Passer de la descente et du super-G au slalom géant, l'équation paraît simple, mais elle demande une foule de réajustements. Demandez à Justin Murisier, qui s'est montré à son affaire sur la Saslong de Val Gardena, alors que le lendemain, il a perdu le fil de son ski dans la Mecque du géant, une piste (la Gran Risa d'Alta Badia) qui pourtant sied à ses qualités. Il n'est pas aisé de trouver la bonne carburation tout de suite et l'adaptation demande un peu de temps pour appréhender le changement de matériel.
Un changement de longueur de skis, des rayons différents et une charge physique plus forte dans une course sont une addition de détails pour briller sur le Lauberhorn, à Wengen, ou la mythique Streif de Kitzbühel.
Pourtant, derrière cette première liste, il y a d'autres spécificités: une répartition des forces différente, l'angle en vitesse est par ailleurs moins marqué qu'en slalom géant, plus doux aussi (il y a un peu plus de poids sur le ski intérieur qu'en technique) et plus long, avant que le skieur ne remette le ski à plat pour glisser plus vite.
Du super-G à la descente, la vitesse est une science. «Il est surtout question d'adaptation dans l'engagement du virage», renseigne Julien Vuignier, entraîneur des slalomeurs suisses et coach personnel de Loïc Meillard. «Quand tu enclenches un virage de géant, la distance est de 25 à 28 mètres. En super-G, c’est 55 à 70 mètres. Il y a une notion de proportion d'équilibre entre vitesse et longueur.»

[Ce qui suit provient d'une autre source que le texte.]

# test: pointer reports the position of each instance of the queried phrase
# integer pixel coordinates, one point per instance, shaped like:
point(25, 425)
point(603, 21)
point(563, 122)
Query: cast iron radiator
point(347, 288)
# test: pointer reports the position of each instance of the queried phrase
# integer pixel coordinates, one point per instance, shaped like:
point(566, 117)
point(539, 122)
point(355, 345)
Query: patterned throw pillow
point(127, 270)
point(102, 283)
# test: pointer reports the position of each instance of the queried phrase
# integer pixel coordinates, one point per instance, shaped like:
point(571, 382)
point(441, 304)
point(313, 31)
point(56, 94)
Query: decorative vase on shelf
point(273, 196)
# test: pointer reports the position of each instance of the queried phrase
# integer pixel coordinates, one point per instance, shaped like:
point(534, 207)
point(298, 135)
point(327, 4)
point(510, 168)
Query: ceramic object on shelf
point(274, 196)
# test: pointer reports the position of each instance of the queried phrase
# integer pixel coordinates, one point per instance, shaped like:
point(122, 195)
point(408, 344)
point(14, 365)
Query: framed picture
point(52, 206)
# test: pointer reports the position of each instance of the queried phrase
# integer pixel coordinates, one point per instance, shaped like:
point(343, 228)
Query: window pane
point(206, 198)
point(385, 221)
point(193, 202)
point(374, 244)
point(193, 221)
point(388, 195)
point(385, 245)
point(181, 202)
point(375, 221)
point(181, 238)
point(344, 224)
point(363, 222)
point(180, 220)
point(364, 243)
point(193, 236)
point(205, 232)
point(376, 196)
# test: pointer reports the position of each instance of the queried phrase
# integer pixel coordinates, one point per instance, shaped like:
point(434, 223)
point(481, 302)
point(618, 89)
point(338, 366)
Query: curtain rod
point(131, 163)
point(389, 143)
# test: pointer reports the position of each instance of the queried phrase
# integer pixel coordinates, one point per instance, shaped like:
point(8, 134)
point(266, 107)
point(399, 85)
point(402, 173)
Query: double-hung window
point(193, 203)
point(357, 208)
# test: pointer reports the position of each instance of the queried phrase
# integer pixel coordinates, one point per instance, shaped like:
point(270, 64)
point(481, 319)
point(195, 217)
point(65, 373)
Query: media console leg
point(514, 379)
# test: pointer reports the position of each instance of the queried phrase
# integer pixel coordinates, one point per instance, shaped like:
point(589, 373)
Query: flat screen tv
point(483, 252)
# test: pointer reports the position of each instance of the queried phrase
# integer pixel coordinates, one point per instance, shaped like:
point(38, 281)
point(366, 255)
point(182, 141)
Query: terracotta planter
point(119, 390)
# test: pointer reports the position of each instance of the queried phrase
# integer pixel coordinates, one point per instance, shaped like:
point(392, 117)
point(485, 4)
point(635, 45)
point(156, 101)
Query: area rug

Les différences peuvent paraître infimes pour le public, mais cette longueur se traduit aussi par une vitesse plus conséquente. «En géant, c'est 60 à 90 km/h, contre 90 à 130 km/h en super-G», cadre le coach Swiss Ski.
Dans la discipline reine, la descente, les vitesses peuvent atteindre 160 km/h. Les virages deviennent aussi plus longs, le feeling est différent, avec ces longues courbes allongées, qui demandent beaucoup de patience.
Le super-G demande plus d'instinct que la descente. C'est une épreuve délicate, où les vitesses sont affolantes et les athlètes n'ont pas droit à une manche d'entraînement. Il faut tout de suite être dans le rythme et affronter des parcours exigeants.
Et la transition demeure délicate pour les géantistes. Ils sont à la peine sur des parcours typés pour les descendeurs (Kvitfjell ou encore Val Gardena) et sont plus à leur avantage sur des manches plus empilées (Bormio, Beaver Creek). «Loïc affectionne Bormio et Beaver Creek», nous souffle son coach.
Il enchaîne:
Le changement de discipline passe même par une vision différente: «En super-G, tu ne regardes pas deux portes devant toi», rappelle Julien Vuignier. A contrario, en géant, le regard doit se porter le plus loin possible.
L'écart entre les pieds est aussi un facteur invisible et à prendre en considération. Michelle Gisin nous expliquait qu'elle cherchait à trouver rapidement «la balance» et modifier «sa largeur de pieds» entre les disciplines techniques et de vitesse.
Si en slalom l'écart entre les pieds est de plus en plus serré pour gommer les centimètres qui séparent le pied intérieur de la base du piquet, en vitesse, des changements interviennent aussi pour mieux équilibrer le bassin - les pieds se positionnent automatiquement comme le bassin est placé, clarifie Julien Vuignier.
Des subtilités qui se trouvent aussi au déclenchement: en vitesse, les skis doivent être plaqués et en slalom géant, il y a quelques modifications. Par exemple, Marco Odermatt a remis une méthode «vintage» au goût du jour. «On revient presque à la Alberto Tomba, rigole Julien Vuignier, mais le transfert de force est plus rapide en levant le ski intérieur.»
«C’est pour basculer le plus vite possible sur le ski extérieur à la sortie de la porte. C’est une aide pour repartir sur le futur ski extérieur», nous éclaire l'entraîneur de Swiss Ski. Pour cela, qu'importe la discipline, l'athlète doit ressortir le plus vite possible des portes, avec puissance, pour emmagasiner de la vitesse et enchaîner sur le prochain virage. Si l'athlète se fait descendre dans une courbe, il sera en retard sur la ligne adéquate et continuera à travailler sous la porte - il perdra automatiquement de la vitesse et de précieux centièmes.
Même refrain pour le matériel, où les détails font la différence. «Loïc skie par exemple une chaussure plus molle en vitesse. Les réglages sont moins agressifs», glisse Julien Vuignier. Le skieur valaisan, en chaussant une chaussure avec un plastique plus mou, cherche «un meilleur levier de travail» pour ses manches en super-G.
Des petits réglages et une multitude de spécificités qui rappellent la sagesse du maître italien Léonard de Vinci: «Les détails font la perfection et la perfection n'est pas un détail.»